Joan Root, who spent most of her life in Kenya, was a noted naturalist and filmmaker (along with her (former) husband. She was murdered by gunmen at point-blank range in January, 2006 in her home on Lake Naivasha. Lake Naivasha is the only fresh water source in the Great Rift Valley, and has become increasingly endangered by pollution and overuse for irrigation, and Root spent considerable time fighting to protect it. Today, a Kenyan magistrate acquitted the four suspects in her murder, calling the testimony of 13 witnesses "defective".
posted by mkultra (9 comments total)
 
Oh, and Julia Roberts is has signed on to play her in an upcoming movie.
posted by mkultra at 9:43 AM on August 10, 2007


Oh, and Julia Roberts is has signed on to play her in an upcoming movie.

We live in an odd world.
posted by billysumday at 9:48 AM on August 10, 2007


No justice, no peace.
posted by psmealey at 10:07 AM on August 10, 2007


I wish I knew more about the witnesses' testimony.

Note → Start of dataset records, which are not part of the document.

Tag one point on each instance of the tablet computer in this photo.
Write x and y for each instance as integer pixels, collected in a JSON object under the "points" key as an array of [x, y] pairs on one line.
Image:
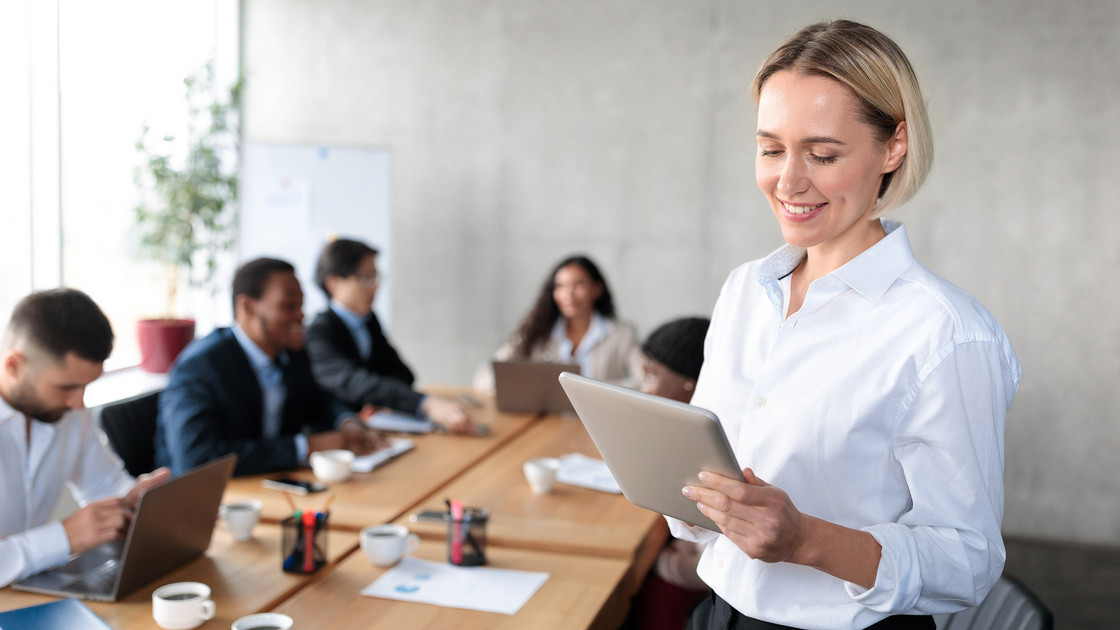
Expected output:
{"points": [[653, 445]]}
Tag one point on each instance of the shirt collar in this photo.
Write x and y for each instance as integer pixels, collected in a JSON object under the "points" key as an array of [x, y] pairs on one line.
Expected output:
{"points": [[595, 333], [352, 320], [873, 271], [870, 274]]}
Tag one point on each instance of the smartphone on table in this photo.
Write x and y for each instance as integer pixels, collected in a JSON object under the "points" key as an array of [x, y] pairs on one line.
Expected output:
{"points": [[294, 485]]}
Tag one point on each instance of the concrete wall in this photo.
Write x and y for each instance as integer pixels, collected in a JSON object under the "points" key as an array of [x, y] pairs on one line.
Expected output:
{"points": [[524, 130]]}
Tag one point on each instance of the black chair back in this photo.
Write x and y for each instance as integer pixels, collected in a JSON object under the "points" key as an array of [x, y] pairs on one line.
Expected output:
{"points": [[1009, 605], [130, 426]]}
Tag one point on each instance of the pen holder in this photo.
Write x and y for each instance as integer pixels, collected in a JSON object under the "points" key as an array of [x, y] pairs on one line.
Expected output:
{"points": [[466, 538], [304, 543]]}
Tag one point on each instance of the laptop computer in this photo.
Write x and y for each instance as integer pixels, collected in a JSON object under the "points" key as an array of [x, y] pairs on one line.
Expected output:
{"points": [[528, 387], [653, 445], [171, 525]]}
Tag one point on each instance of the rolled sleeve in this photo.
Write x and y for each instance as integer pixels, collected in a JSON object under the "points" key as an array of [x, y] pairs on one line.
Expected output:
{"points": [[946, 552], [31, 552], [686, 531]]}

Yeah, me too. There's almost no info available about the trial proceedings.
posted by mkultra at 10:11 AM on August 10, 2007


So... *was* the testimony defective?
posted by antifuse at 10:23 AM on August 10, 2007


It's unclear, but my money is on "no". The murder case touches on all of the classic race/power/corruption issues that plague much of Africa. The government has a far greater interest in acquitting these men than in exposing the dirty deeds of the corporations who enrich it.
posted by mkultra at 10:34 AM on August 10, 2007


She was a relatively rich white woman in a poor black country who kept a private security force that worked like this:
"Each man was paid 4,500 shillings [$62] a month, all by Joan," says Barry Gaymer, who occasionally accompanied the Task Force on its raids. Hiding in the papyrus, the Task Force would bolt out into the waist-deep water and pounce on poachers who, "drunk on kumi-kumi [home brew] or high on bangi [pot]," according to Gaymer, wouldn't even have time to raise their machetes in defense. "We'd whip them, beat them, yelling abuse," says Gaymer, showing me a photograph of the Task Force victoriously huddling around a tarp filled with fat fish, tangles of illegal nets, a confiscated boat, and trapping implements. "The Task Force carried stays—like pickax handles—that you clobber people with, which, in this case, was quite necessary, because the fish poachers weren't averse to pulling knives," says Cholmondeley. "They're real desperadoes."
And then she shut down the security force, making them also her enemies.
After Joan cut off her support, Chege was reduced to driving a motor-scooter taxi through the dirt streets of the Karagita slum. "He had been walking around like a tin god, and then he was nothing," says Gaymer. "Chege was a madaraka ndogo, a little man with a little power, but he thinks he's a king," adds Parselelo Kantai. "It's not a lot of money you're giving someone like Chege, but it's a lot of power. And when you yank them out of the gravy train, boom!"
It cannot be surprising that someone killed her or that reliable witnesses were hard to find among the people who had to go on living around there after the trial. She was doing something the government should have been doing, but the government preferred to let her take on the cost and the trouble.
posted by pracowity at 10:42 AM on August 10, 2007 [1 favorite]


Oh, and Julia Roberts is has signed on to play her in an upcoming movie.

It sounds a little close to The Constant Gardener.
posted by smackfu at 11:31 AM on August 10, 2007


We'll just have to wait for the movie to find out what really happened.